Jede Menge Tamburine und Rahmentrommeln in den unterschiedlichsten Formen und Größen erwarten einen, deren Aufgabe speziell darin besteht, den impulsiven Herzschlag von Zeit und Musik darzustellen.
Violinen und Akkordeon – ebenfalls die Musik von CGS maßgeblich bestimmende Instrumente – mischen sich genauso ein wie Zupf- und Blasinstrumente sowie der volkstümliche männliche und weibliche Gesang. So gesehen alles traditionell. Doch dann besticht „Meridiana“ mit modernen Klängen, wie Synthie-Bässen, Loops, Electronics, sogar E-Gitarre.
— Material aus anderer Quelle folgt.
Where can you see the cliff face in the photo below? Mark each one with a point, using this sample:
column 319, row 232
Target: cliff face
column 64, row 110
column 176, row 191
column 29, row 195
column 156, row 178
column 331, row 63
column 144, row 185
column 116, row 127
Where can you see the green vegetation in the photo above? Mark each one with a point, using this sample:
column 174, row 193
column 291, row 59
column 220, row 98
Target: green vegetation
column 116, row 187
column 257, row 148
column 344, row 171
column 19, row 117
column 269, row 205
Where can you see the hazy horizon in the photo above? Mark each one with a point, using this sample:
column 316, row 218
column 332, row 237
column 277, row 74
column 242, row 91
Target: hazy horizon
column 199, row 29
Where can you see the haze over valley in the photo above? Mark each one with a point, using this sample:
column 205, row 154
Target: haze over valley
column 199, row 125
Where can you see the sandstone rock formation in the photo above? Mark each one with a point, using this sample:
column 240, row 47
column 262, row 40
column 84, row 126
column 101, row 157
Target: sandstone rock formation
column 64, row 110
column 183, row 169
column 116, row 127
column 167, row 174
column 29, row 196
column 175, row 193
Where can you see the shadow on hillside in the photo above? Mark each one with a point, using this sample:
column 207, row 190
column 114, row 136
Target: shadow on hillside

Und wer glaubt, dass diese Alt-Neu-Kombination nicht funktionieren könnte, der hat bisher noch nicht „Meridiana“ von CANZONIERE GRECANICO SALENTINO gehört.

Bereits der Album-Opener „Balla Nina“ verknüpft Traditionelles und Zeitgenössisches zu einem explosiv-dynamischen Mix, welcher – auch durch die ausgezeichnete Sound-Abmischung auf Vinyl – einem erst wie ein eruptiver Vulkan entgegenschlägt und dann voll fragiler Schlichtheit bezaubert.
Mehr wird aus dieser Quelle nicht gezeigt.